Zaman zaman düşünürüm, Matrakçı Nasuh, ömür boyu süren yoğun bir çalışma sonucu geçmişin şehirlerinin bu önemli görüntülerini o günkü şartlar içinde çizerken, acaba gelecekte onları seyredenleri düşünüp, bu çizimlerin değerlendirileceğini düşünmüş müdür?

 

Bence bu sorunun cevabı evettir. Matrakçı Nasuh’un bu konuda bir beyanı yok ama; Mimar Sinan vakfiyesinin son satırlarında yer alan “Gelecekte çalışmalarımı görecek kişilerin, çabamın ciddiyetini göz önünü alarak beni hayırlı dualarla anacakları umarım. İnşallah” sözleri bu insanlar ne yaptıklarının ve çağlar ötesine seslendiklerinin farkında olduklarını göstermektedir.

 

Gerçek arzuları da budur, onları var olduğumuz müddetçe unutmayalım.

 

Bu sergide Matrakçı Nasuh’un çalışmalarından esinlenen bir grup modern eser göreceksiniz.
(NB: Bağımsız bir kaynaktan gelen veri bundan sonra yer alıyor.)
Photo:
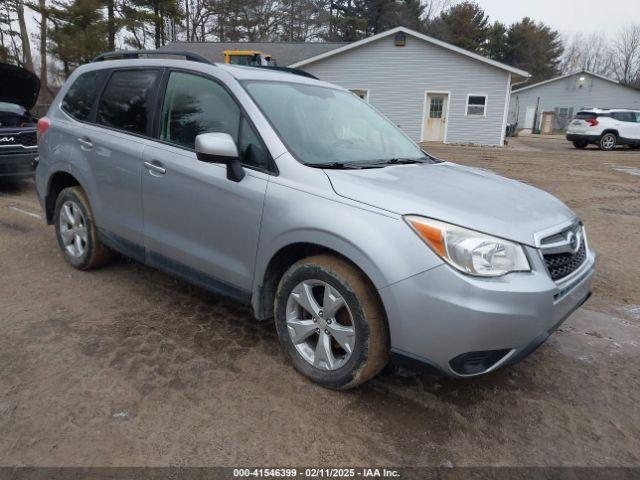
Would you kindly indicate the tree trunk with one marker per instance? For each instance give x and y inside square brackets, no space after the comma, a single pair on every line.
[24,35]
[157,26]
[44,82]
[187,18]
[111,25]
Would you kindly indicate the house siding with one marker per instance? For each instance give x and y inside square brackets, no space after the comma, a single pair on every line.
[398,77]
[565,93]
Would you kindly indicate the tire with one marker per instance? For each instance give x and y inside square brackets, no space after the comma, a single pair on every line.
[362,314]
[608,141]
[78,241]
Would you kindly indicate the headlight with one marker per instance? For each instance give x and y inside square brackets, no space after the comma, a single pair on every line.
[469,251]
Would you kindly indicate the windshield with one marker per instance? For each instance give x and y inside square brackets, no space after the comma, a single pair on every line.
[327,126]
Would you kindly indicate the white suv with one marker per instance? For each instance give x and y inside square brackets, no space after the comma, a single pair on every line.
[605,128]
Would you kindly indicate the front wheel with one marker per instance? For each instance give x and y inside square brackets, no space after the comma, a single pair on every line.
[331,323]
[608,141]
[76,231]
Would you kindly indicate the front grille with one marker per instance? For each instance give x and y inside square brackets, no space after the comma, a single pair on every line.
[562,264]
[25,139]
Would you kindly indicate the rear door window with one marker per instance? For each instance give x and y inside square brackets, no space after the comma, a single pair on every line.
[127,99]
[80,98]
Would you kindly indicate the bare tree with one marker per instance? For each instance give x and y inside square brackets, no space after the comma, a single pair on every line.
[17,7]
[626,55]
[590,52]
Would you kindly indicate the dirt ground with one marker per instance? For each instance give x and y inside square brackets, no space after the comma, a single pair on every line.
[128,366]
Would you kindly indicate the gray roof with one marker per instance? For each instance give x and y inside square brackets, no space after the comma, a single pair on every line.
[285,53]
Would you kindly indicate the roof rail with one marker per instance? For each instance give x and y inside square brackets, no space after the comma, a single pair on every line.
[122,54]
[293,71]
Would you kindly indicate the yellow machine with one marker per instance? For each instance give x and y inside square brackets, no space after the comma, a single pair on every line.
[251,58]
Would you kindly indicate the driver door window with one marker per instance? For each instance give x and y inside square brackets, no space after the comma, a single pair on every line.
[194,104]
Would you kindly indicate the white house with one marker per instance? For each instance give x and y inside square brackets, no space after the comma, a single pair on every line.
[567,94]
[433,90]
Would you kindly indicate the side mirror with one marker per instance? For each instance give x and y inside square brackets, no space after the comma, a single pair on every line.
[220,148]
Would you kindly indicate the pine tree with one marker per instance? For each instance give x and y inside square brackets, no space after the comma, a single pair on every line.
[534,47]
[464,25]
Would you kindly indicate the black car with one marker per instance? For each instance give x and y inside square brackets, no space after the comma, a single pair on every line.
[19,90]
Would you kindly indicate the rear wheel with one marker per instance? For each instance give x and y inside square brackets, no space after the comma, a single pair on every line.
[331,323]
[608,141]
[76,231]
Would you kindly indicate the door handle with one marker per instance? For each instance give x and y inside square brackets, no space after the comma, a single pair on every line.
[155,167]
[85,143]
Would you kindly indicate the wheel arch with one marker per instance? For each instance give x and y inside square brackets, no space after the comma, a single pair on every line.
[610,130]
[268,277]
[58,181]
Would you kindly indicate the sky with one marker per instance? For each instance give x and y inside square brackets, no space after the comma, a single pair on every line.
[567,16]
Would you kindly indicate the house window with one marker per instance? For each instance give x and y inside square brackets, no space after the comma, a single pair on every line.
[477,105]
[362,93]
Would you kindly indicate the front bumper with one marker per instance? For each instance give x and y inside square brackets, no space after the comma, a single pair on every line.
[440,317]
[18,164]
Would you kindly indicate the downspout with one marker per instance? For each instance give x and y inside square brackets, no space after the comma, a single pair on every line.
[511,91]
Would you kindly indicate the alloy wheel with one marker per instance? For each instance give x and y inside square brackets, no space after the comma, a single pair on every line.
[608,141]
[320,324]
[73,229]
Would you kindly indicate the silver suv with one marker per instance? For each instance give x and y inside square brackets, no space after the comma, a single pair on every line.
[296,197]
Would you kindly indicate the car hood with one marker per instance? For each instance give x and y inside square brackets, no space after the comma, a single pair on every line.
[465,196]
[18,86]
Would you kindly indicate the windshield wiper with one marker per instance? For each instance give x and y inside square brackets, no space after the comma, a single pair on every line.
[341,165]
[397,161]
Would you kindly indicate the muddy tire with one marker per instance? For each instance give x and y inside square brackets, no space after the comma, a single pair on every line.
[608,141]
[76,231]
[331,323]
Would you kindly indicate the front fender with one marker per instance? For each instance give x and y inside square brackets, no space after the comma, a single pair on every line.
[378,242]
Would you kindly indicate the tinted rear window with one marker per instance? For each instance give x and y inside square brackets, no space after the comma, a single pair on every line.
[624,116]
[586,115]
[79,99]
[126,99]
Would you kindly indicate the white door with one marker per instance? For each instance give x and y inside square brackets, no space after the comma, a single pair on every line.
[435,120]
[528,117]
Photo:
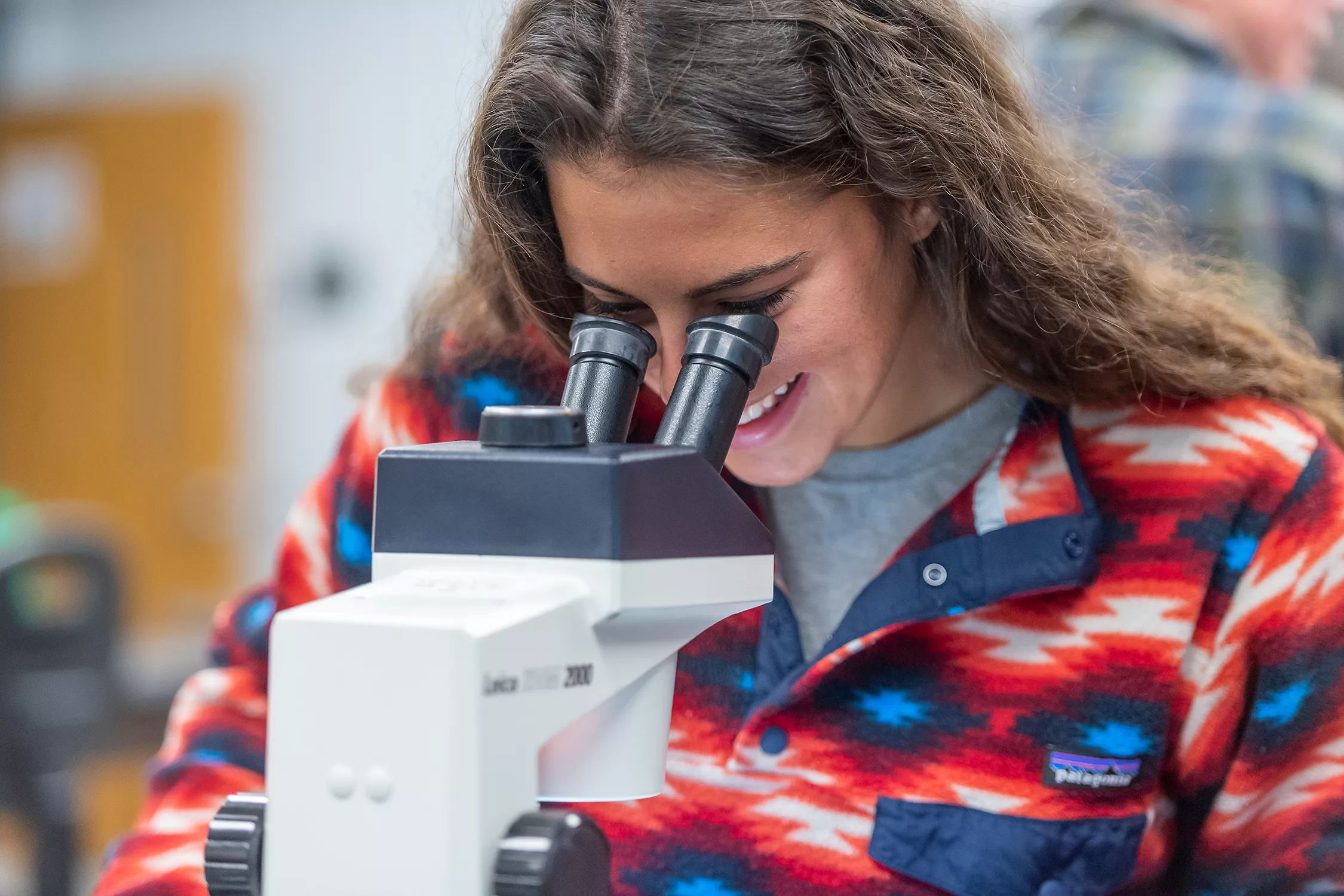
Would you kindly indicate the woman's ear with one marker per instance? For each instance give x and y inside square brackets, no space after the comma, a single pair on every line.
[921,218]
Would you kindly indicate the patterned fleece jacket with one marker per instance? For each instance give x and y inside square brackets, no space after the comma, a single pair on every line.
[1127,679]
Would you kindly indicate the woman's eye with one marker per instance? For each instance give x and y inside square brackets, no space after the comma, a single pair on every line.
[768,305]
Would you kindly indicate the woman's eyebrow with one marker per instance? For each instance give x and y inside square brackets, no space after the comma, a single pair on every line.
[593,283]
[746,276]
[737,278]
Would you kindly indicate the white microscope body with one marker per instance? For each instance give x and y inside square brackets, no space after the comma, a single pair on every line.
[517,644]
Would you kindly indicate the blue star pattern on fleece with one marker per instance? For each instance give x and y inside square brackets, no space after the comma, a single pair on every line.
[1280,707]
[1116,739]
[352,543]
[1238,551]
[893,707]
[701,887]
[487,390]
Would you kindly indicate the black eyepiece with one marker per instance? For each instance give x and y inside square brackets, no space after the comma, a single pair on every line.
[608,359]
[719,369]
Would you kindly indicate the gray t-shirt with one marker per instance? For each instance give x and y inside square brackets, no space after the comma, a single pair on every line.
[836,531]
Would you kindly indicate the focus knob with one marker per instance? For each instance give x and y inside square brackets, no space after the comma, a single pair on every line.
[554,854]
[233,849]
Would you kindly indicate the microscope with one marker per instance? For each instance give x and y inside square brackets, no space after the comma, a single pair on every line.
[517,645]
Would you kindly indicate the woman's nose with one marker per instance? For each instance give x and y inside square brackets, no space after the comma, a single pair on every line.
[668,360]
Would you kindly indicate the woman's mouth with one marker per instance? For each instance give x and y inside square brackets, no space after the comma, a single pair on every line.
[764,419]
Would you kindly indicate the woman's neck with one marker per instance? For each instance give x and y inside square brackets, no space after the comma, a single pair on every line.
[926,383]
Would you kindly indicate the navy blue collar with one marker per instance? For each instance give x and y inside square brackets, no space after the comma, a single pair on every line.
[948,578]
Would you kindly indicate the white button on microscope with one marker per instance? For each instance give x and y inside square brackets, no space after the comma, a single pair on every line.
[340,780]
[378,784]
[936,574]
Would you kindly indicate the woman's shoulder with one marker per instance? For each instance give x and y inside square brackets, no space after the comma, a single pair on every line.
[1242,440]
[443,401]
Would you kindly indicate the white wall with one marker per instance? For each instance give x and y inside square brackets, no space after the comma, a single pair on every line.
[352,116]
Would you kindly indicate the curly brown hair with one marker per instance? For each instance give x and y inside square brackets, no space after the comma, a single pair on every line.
[1033,268]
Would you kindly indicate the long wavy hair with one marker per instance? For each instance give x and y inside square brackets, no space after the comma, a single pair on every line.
[1033,269]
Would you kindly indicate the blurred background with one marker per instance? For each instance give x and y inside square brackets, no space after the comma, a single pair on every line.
[213,217]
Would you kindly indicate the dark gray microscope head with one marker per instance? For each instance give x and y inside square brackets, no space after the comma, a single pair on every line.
[561,481]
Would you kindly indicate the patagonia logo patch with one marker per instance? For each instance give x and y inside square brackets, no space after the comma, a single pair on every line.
[1098,773]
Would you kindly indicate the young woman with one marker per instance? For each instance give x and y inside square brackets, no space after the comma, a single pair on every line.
[1062,584]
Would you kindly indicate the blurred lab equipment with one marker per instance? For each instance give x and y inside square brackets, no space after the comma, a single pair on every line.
[60,594]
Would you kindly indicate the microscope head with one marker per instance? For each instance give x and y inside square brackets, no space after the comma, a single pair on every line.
[561,483]
[518,643]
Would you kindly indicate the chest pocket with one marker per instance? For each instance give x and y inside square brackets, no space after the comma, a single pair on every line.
[976,854]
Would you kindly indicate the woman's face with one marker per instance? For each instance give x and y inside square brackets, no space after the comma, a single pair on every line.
[858,362]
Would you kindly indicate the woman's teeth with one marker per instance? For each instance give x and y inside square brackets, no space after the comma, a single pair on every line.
[756,412]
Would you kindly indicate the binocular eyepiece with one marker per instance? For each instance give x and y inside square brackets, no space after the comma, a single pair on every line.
[719,367]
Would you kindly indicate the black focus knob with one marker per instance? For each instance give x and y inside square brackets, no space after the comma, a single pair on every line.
[553,854]
[233,848]
[533,426]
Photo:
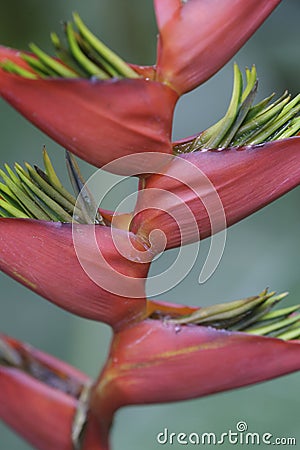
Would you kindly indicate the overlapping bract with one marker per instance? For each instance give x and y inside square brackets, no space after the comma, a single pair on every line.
[134,115]
[197,37]
[154,362]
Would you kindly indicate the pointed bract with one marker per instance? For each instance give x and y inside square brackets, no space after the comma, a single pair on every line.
[79,270]
[88,117]
[38,409]
[197,37]
[155,362]
[201,193]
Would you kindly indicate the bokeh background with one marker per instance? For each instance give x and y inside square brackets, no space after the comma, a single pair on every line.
[261,251]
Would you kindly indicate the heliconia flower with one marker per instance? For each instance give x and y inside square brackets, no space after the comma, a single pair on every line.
[200,193]
[155,362]
[88,117]
[124,107]
[79,269]
[39,397]
[197,37]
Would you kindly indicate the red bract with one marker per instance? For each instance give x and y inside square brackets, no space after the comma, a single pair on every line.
[39,409]
[197,37]
[98,120]
[42,256]
[155,362]
[200,193]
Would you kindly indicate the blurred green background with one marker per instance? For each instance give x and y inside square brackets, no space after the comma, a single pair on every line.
[261,251]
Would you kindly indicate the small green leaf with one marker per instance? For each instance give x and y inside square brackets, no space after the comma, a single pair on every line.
[91,68]
[60,69]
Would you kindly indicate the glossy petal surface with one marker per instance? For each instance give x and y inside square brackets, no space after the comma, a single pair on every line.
[97,120]
[197,37]
[158,362]
[37,409]
[81,272]
[201,193]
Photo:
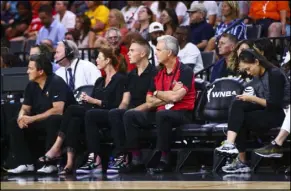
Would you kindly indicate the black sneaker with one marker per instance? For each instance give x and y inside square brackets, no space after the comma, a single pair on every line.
[90,166]
[116,164]
[133,168]
[270,151]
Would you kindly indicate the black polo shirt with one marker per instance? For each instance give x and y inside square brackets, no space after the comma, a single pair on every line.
[138,86]
[41,100]
[111,95]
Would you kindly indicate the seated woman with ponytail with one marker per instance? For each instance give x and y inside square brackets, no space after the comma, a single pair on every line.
[107,94]
[259,108]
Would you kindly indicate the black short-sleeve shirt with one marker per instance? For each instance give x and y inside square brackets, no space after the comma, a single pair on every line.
[41,100]
[138,86]
[111,95]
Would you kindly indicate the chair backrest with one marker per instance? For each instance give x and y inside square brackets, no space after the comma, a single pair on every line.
[253,31]
[207,58]
[217,97]
[88,89]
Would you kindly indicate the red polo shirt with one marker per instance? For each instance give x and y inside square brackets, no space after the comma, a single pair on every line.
[165,82]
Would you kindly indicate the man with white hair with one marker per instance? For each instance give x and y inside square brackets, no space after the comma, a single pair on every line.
[74,71]
[172,94]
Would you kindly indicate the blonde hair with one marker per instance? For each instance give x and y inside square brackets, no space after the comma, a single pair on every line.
[119,16]
[234,7]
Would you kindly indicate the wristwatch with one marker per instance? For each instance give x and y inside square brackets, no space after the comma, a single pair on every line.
[155,93]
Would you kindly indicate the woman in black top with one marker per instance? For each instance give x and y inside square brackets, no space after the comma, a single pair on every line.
[259,108]
[107,94]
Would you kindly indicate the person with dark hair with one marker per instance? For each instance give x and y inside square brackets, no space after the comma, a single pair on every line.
[258,109]
[107,94]
[226,45]
[170,21]
[21,22]
[47,51]
[189,53]
[45,99]
[52,29]
[139,81]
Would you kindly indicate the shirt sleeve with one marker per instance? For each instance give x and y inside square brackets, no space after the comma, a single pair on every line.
[58,91]
[28,94]
[186,77]
[276,90]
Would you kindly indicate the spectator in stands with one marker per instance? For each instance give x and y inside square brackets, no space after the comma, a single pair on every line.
[226,45]
[130,13]
[107,94]
[74,71]
[79,8]
[156,30]
[170,21]
[271,15]
[52,29]
[20,23]
[200,30]
[173,94]
[64,16]
[145,18]
[113,36]
[230,11]
[258,109]
[211,10]
[116,19]
[47,51]
[46,97]
[139,81]
[188,53]
[98,14]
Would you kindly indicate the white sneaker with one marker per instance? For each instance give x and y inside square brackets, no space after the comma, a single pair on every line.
[22,168]
[47,169]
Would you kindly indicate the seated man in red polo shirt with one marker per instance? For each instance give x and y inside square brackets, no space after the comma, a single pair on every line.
[172,94]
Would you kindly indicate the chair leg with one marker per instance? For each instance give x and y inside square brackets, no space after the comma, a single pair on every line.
[217,161]
[182,157]
[255,161]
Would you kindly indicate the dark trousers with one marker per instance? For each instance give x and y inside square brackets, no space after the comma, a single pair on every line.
[71,127]
[117,129]
[95,120]
[165,120]
[19,137]
[246,116]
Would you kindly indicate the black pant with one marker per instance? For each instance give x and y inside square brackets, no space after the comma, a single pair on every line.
[95,120]
[18,137]
[117,129]
[245,116]
[165,120]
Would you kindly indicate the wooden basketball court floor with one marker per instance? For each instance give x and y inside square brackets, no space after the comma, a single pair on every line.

Bundan böyle Matrakçı Nasuh’dan esinlenen ancak günümüz şehirlerini ve onların hikayelerini anlatan çalışmalarda buluşmak üzere...

 

Konuşmamızı

 

Matrakçı Nasuh’un bir şiiri ile bitirmek isterim.

 

Dünya bir misafirhanedir ve insan yolcu;

Ey gönül, sakın bu misafirhanede çok fazla kalmaya niyetlenme!